FX picks up a pilot from Zach Galifianakis and Louis C.K., another from Charlie Kaufman, Michael Cera, and John Hawkes
That recent deal granting Louis C.K. the right to bring pretty much any funny person through the FX door and give them a show has yielded its first pilot order. The network announced today that it’s picked up an original comedy from Zach Galifianakis, who will star in a new show co-written and executive produced by C.K.—though those are all the details on hand. What format the show will take, what it will be about, and where it will fit into the busy schedules of both men are all details that have yet to be announced or possibly even figured out, as the mere announcement of a new FX show from Louis C.K. and Zach Galifianakis is understandably enough to stir interest on its own. We can probably rule out aerobics instruction and a show about the crew of a high-tech military helicopter—because they already did that, and it was called Airwolf—but otherwise, it’s all still just an intriguing mystery.

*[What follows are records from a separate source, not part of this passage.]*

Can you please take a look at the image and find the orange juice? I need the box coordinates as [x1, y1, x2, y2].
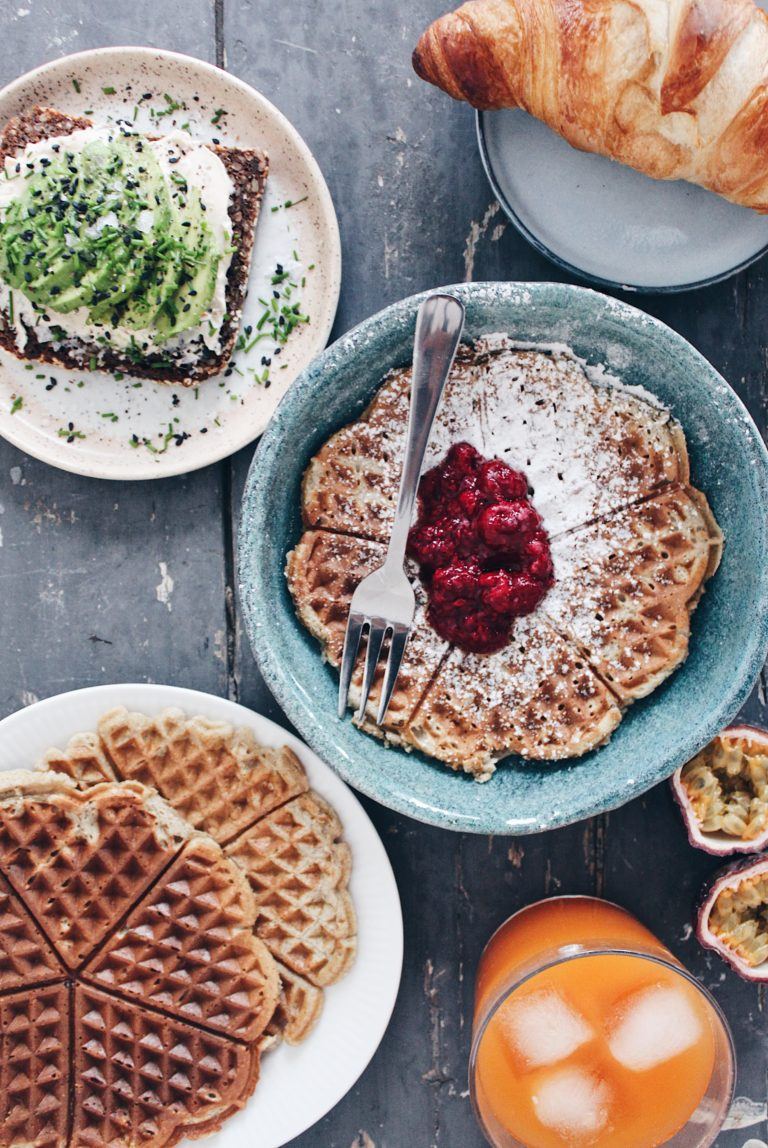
[471, 897, 734, 1148]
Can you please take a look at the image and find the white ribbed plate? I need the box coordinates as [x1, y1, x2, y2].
[0, 48, 341, 479]
[0, 685, 403, 1148]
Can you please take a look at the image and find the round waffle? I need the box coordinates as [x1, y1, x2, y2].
[0, 771, 280, 1148]
[40, 706, 357, 1048]
[286, 335, 722, 781]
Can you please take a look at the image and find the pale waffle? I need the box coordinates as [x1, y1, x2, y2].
[287, 530, 448, 740]
[286, 336, 722, 779]
[99, 706, 307, 841]
[0, 771, 278, 1148]
[302, 349, 480, 542]
[226, 793, 357, 986]
[262, 961, 324, 1052]
[542, 487, 721, 703]
[302, 340, 689, 542]
[39, 707, 357, 1047]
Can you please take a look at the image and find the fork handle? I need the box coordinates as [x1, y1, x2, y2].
[386, 294, 464, 569]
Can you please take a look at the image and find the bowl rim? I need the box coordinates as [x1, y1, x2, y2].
[236, 281, 768, 836]
[475, 110, 768, 296]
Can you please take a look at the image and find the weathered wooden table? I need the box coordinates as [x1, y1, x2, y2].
[0, 0, 768, 1148]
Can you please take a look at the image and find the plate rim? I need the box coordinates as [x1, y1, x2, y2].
[236, 281, 768, 837]
[0, 682, 404, 1148]
[0, 44, 342, 482]
[475, 109, 768, 295]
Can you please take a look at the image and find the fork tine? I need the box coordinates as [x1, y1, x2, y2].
[339, 610, 365, 718]
[355, 618, 387, 721]
[377, 626, 411, 726]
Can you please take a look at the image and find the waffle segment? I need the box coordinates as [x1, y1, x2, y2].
[38, 734, 118, 788]
[302, 348, 480, 542]
[70, 985, 258, 1148]
[291, 335, 722, 779]
[0, 985, 71, 1148]
[99, 706, 307, 843]
[0, 875, 63, 992]
[542, 487, 722, 704]
[402, 612, 621, 781]
[226, 793, 357, 986]
[0, 774, 189, 968]
[262, 961, 325, 1052]
[286, 530, 448, 739]
[86, 838, 279, 1040]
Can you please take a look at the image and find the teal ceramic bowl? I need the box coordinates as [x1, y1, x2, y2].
[239, 284, 768, 833]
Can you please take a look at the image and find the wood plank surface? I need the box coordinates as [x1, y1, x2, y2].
[0, 0, 768, 1148]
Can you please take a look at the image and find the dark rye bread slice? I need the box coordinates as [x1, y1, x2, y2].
[0, 106, 269, 387]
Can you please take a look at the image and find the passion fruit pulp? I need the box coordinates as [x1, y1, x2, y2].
[696, 858, 768, 982]
[672, 726, 768, 856]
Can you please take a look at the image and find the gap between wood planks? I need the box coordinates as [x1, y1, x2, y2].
[212, 0, 240, 701]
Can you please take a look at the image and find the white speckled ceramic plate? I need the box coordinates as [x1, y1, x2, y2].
[0, 685, 403, 1148]
[0, 48, 341, 479]
[478, 110, 768, 292]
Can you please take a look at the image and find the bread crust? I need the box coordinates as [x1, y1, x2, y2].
[0, 106, 269, 387]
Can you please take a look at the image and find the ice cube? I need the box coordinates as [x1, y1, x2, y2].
[498, 990, 594, 1069]
[532, 1065, 611, 1140]
[608, 985, 701, 1072]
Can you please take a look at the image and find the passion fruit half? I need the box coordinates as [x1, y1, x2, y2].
[672, 726, 768, 856]
[696, 858, 768, 982]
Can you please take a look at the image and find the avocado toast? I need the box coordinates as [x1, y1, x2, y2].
[0, 107, 269, 386]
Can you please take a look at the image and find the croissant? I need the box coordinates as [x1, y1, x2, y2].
[413, 0, 768, 212]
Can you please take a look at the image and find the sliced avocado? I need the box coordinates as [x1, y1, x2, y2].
[0, 134, 223, 342]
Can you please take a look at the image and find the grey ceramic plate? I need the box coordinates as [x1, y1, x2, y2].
[478, 110, 768, 292]
[239, 277, 768, 833]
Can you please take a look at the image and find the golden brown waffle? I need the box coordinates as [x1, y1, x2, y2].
[0, 773, 189, 969]
[0, 984, 71, 1148]
[40, 708, 357, 1047]
[99, 706, 307, 841]
[226, 793, 357, 986]
[85, 838, 279, 1040]
[0, 875, 64, 992]
[542, 487, 722, 703]
[70, 985, 258, 1148]
[0, 771, 278, 1148]
[286, 336, 722, 779]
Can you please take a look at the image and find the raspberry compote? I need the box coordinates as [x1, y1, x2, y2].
[408, 442, 554, 653]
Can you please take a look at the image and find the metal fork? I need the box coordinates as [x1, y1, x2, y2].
[339, 294, 464, 726]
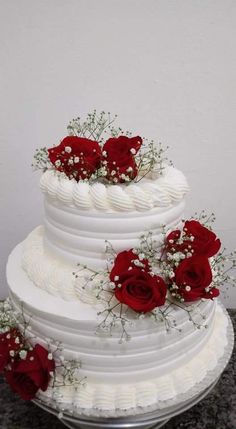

Much easier to follow are the details of Charlie Kaufman’s next project, in one of the few times that statement has been true. FX also announced today that Michael Cera and John Hawkes have both been recruited to star in the Kaufman-scripted pilot How & Why that it ordered to pilot in March, marking the writer’s first return to half-hour comedy since the short-lived Ned & Stacey. Hawkes is set to play the lead role of Goodman Hesselman, host of the How & Why educational show-within-the-show, who loses his passion for explaining how complicated things work, yields his show-within-the-show to a younger host, then moves to a smaller town, where he tries to create a similar, yet significantly less popular, parallel-show-to-the-show-within-the-show.
According to Deadline, Hawkes’ character then also “encounters the supernatural world,” which is, indeed, its own show-surrounding-the-parallel-show-to-the-show-within-the-show. Cera will play Hawkes’ boss at his new studio, in his first regular series role since Arrested Development (unless you count his Children’s Hospital voiceover cameos). You will play the viewer watching the show-surrounding-the-parallel-show-to-the-show-within-the-show, which is really just an interlude to the show you star in that is your very life.